ERC Single Family Manufactured
Home Communities
We combine the growing market forces with our expertise in finance, real estate and operational efficiencies offering an unprecedented scaling opportunity for our company and investors.
A Deficit of Nearly
4 Million Homes
A new analysis from Freddie Mac shows that the U.S. housing market is 3.8 million single-family homes short of what is needed to meet the country’s demand. (The National Association of Realtors has recently received some media attention with a 5.5 million unit shortage, but of the 5.5 million, 3.8 million are single-family).
The figures underscore the severity of the housing deficit, which is a major factor fueling the strong demand today in the housing market. The shortage is especially acute for entry-level homes, Freddie Mac’s research showed.
Freddie Mac reached its shortage figure by assessing the amount of single-family home building needed to match demand from household formation, second-home purchases and replacements of damaged or aging U.S. homes, and comparing that with the pace of construction.
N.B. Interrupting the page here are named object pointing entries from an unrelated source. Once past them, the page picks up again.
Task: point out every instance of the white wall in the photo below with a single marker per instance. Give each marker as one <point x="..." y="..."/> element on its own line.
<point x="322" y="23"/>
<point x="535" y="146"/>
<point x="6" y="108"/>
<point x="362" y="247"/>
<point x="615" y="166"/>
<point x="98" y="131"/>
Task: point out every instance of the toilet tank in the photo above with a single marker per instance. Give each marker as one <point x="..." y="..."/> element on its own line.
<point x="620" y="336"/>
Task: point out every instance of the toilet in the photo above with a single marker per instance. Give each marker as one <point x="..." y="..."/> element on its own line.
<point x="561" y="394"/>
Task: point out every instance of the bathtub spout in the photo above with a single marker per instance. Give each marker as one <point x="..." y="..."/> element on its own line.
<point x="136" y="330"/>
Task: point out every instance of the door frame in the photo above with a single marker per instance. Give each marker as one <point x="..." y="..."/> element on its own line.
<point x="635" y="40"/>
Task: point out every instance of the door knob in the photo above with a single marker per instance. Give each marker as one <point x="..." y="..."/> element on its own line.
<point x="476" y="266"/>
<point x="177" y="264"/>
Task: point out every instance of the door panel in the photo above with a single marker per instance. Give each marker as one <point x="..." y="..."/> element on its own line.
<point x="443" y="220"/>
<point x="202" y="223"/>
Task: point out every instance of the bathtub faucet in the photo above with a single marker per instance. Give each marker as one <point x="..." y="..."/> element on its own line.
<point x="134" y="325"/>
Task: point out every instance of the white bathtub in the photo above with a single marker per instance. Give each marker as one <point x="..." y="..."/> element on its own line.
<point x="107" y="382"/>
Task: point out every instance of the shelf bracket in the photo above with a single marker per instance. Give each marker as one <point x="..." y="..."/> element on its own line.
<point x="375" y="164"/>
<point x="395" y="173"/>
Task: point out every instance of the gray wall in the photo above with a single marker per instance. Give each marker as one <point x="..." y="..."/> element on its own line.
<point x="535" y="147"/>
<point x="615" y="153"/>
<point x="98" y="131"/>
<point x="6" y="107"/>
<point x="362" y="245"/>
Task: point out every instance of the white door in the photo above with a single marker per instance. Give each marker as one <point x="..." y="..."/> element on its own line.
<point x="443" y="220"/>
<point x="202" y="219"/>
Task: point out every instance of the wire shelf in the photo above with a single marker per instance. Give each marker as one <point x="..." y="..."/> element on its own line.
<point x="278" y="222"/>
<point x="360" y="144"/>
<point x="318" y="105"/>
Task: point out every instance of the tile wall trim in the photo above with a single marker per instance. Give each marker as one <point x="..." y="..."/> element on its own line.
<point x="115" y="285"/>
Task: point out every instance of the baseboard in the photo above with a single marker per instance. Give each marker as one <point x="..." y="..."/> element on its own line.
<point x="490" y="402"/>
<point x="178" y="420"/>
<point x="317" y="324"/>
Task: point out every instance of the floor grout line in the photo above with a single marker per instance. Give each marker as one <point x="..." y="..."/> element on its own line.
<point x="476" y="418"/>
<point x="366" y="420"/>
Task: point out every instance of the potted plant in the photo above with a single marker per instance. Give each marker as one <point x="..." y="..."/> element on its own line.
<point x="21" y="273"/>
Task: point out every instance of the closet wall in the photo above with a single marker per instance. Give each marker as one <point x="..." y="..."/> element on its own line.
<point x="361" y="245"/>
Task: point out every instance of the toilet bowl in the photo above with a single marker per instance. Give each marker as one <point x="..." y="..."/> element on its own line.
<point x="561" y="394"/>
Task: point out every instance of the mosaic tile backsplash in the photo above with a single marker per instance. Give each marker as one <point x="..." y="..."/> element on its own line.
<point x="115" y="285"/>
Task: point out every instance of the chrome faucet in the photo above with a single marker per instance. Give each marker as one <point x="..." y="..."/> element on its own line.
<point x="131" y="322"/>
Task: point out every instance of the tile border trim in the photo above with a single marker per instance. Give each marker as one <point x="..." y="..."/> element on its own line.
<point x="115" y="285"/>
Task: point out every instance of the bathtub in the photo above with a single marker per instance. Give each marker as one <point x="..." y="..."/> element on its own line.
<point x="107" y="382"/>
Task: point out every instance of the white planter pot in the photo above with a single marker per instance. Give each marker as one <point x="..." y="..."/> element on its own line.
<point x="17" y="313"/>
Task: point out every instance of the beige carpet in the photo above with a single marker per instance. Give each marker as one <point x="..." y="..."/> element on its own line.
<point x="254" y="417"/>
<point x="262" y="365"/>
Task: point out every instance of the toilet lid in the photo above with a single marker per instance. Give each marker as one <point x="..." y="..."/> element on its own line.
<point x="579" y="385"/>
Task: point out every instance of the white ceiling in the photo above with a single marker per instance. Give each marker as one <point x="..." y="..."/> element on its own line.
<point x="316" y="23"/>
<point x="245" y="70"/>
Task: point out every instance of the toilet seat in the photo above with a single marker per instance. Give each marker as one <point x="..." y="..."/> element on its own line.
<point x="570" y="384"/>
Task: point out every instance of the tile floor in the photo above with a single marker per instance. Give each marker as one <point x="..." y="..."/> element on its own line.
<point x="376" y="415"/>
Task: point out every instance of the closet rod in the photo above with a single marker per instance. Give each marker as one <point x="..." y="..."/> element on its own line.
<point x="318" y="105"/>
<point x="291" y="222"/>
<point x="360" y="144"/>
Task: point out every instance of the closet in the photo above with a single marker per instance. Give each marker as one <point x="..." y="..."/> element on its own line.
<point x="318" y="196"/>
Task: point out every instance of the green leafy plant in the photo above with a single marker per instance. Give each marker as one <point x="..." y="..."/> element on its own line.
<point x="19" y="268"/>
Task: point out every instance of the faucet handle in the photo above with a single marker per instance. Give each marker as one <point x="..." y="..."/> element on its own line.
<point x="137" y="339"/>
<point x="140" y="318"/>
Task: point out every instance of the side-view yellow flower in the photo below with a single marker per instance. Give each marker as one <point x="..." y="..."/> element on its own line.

The supply shortage poses an obstacle to U.S. economic growth, by pushing up housing prices and making it difficult for first-time buyers to enter the market and build wealth, Freddie Mac said.

Harvard Study

From the Introduction of the Harvard University Joint Center for Housing Studies, regarding the report The State of the Nation’s Housing, 2021, just released in June 2021:
“Even as the US economy continues to recover, the inequalities amplified by the pandemic remain front-and-center. Households that weathered the crisis without financial distress are snapping up the limited supply of homes for sale, pushing up prices and further excluding less affluent buyers from homeownership. At the same time, millions of households that lost income during the shutdowns are behind on their housing payments and on the brink of eviction or foreclosure.”
The Housing Markets chapter of the study concluded that more housing is needed, and at a variety of price points:
“Given the extremely limited supply of homes for sale across the country, prices will likely continue to rise for the foreseeable future even if interest rates tick up and more sellers put their homes on the market. But in the longer term, robust growth in housing construction will be necessary to temper conditions in some of today’s overheated homebuying markets. However, homebuilders will need to meet the growing demand for homes of various sizes and at different price points, especially as millennials become a dominant force in the market.”